Valga decir aquí que las curaciones milagrosas de Jesús constituyen una señal, no solo de su dignidad como Elegido de Dios, sino también de los tiempos y las gentes entre las que él predicara: el ascenso del poder de Roma sobre todo el “orbe”, es decir, sobre todo el mundo conocido alrededor de la cuenca mediterránea, había alcanzado su cénit con Augusto, emperador al momento de nacimiento de Jesús, para experimentar a partir de allí un inexorable declive como garante de la seguridad material (y espiritual) de los muchos pueblos bajo su imperio. Jesús viene a esta sociedad enferma y allí empieza a sanar a los leprosos (impuros ante la ley judaica), los sordos, mudos y ciegos (símbolo claro de aquellos que están cerrados en su ignorancia), a los paralíticos y los endemoniados (quienes deben cargar solos con su pecado

en una sociedad donde no hay espacio ni compasión para ellos), como una forma de mostrar que su palabra es vida y luz para aquellos que andan en la muerte y las tinieblas, y que su mensaje se dirige a los rechazados, los oprimidos y los olvidados, pues, como él mismo sostiene cuando le interpelan acerca de esto: “No son los sanos los que requieren de un médico, sino los enfermos.
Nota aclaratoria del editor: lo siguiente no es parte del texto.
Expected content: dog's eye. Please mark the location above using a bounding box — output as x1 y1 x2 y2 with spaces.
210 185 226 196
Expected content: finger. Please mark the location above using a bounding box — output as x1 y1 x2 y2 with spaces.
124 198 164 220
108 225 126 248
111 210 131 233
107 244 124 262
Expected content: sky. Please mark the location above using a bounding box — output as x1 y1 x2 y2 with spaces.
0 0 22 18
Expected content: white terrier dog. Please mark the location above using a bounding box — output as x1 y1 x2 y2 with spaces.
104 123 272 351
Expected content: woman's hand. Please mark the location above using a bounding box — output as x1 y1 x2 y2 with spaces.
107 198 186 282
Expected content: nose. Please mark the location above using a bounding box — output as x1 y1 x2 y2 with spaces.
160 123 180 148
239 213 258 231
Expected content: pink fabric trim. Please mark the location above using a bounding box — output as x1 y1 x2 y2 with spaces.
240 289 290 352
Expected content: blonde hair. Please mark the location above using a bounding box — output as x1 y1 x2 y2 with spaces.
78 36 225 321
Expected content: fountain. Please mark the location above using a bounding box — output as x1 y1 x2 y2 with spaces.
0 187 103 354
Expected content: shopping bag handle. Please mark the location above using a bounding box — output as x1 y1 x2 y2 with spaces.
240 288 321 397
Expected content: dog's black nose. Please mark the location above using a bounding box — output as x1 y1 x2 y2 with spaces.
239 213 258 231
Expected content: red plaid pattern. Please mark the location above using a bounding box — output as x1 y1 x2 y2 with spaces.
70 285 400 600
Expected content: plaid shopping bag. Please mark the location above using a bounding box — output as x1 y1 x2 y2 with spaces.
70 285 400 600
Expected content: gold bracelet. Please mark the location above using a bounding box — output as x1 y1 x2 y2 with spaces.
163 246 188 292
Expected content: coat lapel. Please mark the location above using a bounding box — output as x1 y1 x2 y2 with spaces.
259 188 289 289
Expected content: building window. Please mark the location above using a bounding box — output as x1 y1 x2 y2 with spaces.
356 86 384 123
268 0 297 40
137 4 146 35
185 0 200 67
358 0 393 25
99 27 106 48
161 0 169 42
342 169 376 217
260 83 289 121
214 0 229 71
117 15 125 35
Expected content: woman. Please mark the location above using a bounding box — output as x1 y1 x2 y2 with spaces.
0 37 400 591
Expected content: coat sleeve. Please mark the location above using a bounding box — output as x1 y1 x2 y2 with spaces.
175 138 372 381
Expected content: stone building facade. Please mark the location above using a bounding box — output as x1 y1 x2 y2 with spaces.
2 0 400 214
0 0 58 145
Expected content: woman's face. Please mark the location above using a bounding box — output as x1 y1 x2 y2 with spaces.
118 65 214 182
No vine a llamar a justos, sino a pecadores”.

Pero también, en su aspecto doctrinal, el mensaje de Jesús es contundente y revolucionario en relación al estatus de cosas para su tiempo. En los capítulos 5 al 7 del evangelio de Mateo se halla el conocido Sermón del Monte, uno de los pasajes nucleares de los evangelios, donde Jesús expone, con claridad y sencilla belleza, la profundidad de su mensaje y de la buena nueva de la que es portador y señal, como recuerdo y complementación de la Ley que ya había sido dada previamente a Moisés. Allí también hace unas declaraciones fuertes y polémicas (“… si tu ojo te es ocasión de pecado, mejor es que te lo saques y lo eches lejos…”; “… si alguien te golpea en la mejilla, ofrécele la otra, y si te pone un pleito por tu camisa, ofrécele también tu manto…”), que obligan a aquel que lo lee a luchar con las primeras impresiones superfluas que dichas palabras pueden causar, para buscar una riqueza de significados mucho más profunda y acorde con el conjunto total de las enseñanzas de Jesús, expuestas a lo largo de todos los evangelios. También es aquí donde Jesús enseña la manera correcta de orar y entrega a sus oyentes el Padrenuestro, una de las oraciones más bellas y profundas de toda la religiosidad, quizá la señal más reconocida y vinculante de todo el mundo cristiano.